Дома, когда я рассказала Елене об этом, хозяйка долго смеялась.
- Ты дружи, дружи с ней, - сказала она.
Продолжение, от лица Ольги

Как и следовало ожидать, Лизка втянула меня, точнее, залетели вместе. Незаметно для себя, я подсела на нее, как на наркотик, и жизнь без ее безбашенных штучек, ядовитых шуточек и не всегда полной вменяемости, начала казаться скучной и пресной. Вот и в тот день, она позвонила и пригласила к себе в гости.
- Мой благополучно в командировку умотал, - сообщила Лизка, - и кучу заданий надавал. Приходи, поможешь, поболтаем, выпьем.
Елена на удивление безропотно отпустила меня, с твердым приказом вечером быть как штык дома и помогать ей встречать очередных гостей. Вообще она поощряла нашу дружбу и старалась идти навстречу, если это только не шло вразрез с ее собственными планами. Лизка заехала за мной, и скоро мы оказались в квартире ее хозяина. Достаточно большая квартира-студия, явно жилье холостяка, где неумелая женская рука пыталась придать хоть видимость уюта.

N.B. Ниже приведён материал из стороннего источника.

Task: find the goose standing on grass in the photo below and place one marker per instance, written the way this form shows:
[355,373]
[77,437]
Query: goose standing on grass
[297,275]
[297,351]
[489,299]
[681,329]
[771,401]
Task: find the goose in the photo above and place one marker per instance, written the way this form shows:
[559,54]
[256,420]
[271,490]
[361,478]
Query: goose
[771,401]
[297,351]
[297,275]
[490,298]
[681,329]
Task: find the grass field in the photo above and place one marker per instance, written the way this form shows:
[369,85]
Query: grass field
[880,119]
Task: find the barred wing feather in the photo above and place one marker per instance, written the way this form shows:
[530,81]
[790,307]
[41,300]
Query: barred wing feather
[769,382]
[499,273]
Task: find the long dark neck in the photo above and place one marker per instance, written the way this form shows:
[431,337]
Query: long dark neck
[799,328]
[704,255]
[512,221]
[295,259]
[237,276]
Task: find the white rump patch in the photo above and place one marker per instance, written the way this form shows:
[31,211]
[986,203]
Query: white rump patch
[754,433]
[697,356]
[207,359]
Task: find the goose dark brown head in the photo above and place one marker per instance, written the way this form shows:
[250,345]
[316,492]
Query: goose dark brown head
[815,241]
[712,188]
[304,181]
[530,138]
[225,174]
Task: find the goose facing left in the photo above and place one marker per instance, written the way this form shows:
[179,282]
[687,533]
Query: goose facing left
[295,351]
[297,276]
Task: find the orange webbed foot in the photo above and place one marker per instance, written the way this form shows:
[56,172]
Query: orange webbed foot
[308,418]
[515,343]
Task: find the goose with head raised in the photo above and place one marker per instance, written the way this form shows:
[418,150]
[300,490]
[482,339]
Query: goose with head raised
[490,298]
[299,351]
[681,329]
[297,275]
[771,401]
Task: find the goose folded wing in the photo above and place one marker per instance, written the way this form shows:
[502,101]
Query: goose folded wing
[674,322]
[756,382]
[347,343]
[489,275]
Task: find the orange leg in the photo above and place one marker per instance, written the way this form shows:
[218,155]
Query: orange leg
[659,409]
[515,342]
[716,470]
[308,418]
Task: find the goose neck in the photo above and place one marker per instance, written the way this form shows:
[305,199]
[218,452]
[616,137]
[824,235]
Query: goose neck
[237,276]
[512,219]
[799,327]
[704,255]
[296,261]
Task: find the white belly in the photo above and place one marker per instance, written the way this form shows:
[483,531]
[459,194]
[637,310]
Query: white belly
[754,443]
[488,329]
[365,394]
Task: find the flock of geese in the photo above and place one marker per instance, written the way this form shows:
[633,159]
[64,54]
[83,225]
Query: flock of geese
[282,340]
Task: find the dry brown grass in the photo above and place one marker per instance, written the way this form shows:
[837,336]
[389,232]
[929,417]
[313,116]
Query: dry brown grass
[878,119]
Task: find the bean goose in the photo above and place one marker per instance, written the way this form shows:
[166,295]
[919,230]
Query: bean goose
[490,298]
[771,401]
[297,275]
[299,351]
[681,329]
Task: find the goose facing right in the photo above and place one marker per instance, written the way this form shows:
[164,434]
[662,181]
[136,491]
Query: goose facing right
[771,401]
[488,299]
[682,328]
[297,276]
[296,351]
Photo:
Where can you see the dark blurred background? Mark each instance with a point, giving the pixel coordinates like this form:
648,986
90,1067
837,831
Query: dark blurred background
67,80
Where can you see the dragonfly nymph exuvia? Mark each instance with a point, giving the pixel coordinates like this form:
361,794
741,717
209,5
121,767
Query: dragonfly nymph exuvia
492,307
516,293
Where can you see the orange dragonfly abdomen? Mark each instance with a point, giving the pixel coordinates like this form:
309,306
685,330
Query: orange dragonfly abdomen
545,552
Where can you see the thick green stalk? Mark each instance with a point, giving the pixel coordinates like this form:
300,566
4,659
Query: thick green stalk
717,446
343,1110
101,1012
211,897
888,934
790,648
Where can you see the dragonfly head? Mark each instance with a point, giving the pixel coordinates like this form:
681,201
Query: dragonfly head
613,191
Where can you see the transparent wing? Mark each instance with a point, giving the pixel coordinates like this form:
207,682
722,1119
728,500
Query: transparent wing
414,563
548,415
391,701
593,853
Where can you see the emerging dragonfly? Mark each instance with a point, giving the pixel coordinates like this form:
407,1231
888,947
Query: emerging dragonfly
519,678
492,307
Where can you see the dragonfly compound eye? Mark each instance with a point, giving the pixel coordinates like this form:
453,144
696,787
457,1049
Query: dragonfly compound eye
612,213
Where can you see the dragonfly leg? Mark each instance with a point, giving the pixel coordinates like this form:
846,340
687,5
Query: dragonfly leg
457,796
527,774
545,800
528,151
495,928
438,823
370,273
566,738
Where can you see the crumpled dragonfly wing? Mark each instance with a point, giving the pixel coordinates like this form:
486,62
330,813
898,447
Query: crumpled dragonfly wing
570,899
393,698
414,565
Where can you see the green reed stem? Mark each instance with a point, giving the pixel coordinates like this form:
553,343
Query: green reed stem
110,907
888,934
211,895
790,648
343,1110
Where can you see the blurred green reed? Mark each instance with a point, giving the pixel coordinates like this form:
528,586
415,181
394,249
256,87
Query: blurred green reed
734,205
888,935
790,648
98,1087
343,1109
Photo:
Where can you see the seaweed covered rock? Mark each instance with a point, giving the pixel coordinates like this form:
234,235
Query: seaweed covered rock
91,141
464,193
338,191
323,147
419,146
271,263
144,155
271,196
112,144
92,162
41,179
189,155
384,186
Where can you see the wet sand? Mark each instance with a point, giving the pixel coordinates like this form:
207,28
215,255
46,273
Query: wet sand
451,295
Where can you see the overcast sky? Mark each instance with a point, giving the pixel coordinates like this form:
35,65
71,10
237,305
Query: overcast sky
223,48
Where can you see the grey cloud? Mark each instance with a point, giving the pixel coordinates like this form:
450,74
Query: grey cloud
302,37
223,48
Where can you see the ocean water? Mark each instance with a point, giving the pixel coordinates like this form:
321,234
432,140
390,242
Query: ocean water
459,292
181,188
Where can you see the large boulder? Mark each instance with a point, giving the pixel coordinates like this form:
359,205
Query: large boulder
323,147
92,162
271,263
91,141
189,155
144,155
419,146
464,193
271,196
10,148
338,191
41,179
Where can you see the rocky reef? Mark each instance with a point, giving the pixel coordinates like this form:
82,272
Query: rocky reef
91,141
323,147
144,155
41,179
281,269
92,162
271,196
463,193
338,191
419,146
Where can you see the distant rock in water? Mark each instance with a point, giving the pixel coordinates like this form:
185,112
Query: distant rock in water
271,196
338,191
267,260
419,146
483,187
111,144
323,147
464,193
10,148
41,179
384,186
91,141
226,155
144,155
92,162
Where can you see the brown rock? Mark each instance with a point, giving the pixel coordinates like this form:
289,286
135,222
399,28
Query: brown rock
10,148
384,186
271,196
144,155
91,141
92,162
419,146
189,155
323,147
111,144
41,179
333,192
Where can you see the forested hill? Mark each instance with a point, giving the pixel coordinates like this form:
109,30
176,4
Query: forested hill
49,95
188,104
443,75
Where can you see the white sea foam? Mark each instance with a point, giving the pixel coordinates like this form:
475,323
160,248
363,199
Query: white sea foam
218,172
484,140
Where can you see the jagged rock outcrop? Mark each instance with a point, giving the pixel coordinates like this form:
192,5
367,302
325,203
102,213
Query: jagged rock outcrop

- Хозяйка из меня еще та, - с гордостью объявила Лизка, - терпеть не могу домашнюю работу. А здесь немного неприбрано, как ты видишь. Вот, велел убрать все.
Я осмотрелась. Бардак был застарелым, качественным, долго и тщательно лелеемый.
- Меня бы моя хозяйка прибила бы за такое, - вздохнула я, - хотя я тоже побездельничать люблю.
- Потом побездельничаем, - решила подружка, - погнали работать.
Она кинула мне чистые мятые шорты и футболку, сама влезла в такие же, и мы честно три часа пыхтели, обливаясь потом, пока наконец квартира не приобрела более-менее человеческий вид.
- Это мой уголок, - Лизка кивнула на небольшой диванчик с тумбочкой, уставленной косметикой, духами и разными кремами, - и это для меня, когда накосячу где-нибудь, - она подняла с пола тяжелую недлинную цепь, один браслет ее крепился к ножке дивана, второй был раскрыт, будто ожидая в свой холодный плен лодыжку провинившейся рабыни.
- И часто приковывает? – ради интереса спросила я. – Меня тоже на цепь моя садит.
- Бывает, - размыто ответила Лизка, - но только по делу, когда заслужу.
Когда мы закончили, приняли душ и переоделись, кинув грязные вещи в стиралку, подружка посадила меня на диван, включила наконец кондиционер, и скоро приятная прохлада наполнила комнату. Блаженно повалившись рядом, потыкала пальцем в телефон.
- Жрать хочется, - объявила она, - я пиццу заказываю. Ты как?
- Ты знаешь, от правильной еды уже тошнит, - призналась я, - я только за. Ленка, правда, если узнает, ругаться будет, она помешана на здоровом образе жизни, когда гулек у нее нет.
- А она у тебя как? Нормальная баба?
- Не без придури, - созналась я честно, - но в общем, нормальная.
- Вот и у меня не без придури, - вздохнула Лизка, - поехал в командировку… Ага, кого он дурит, наверняка на боевые смотался, адреналина нам не хватает, видите ли. Дурак отмороженный.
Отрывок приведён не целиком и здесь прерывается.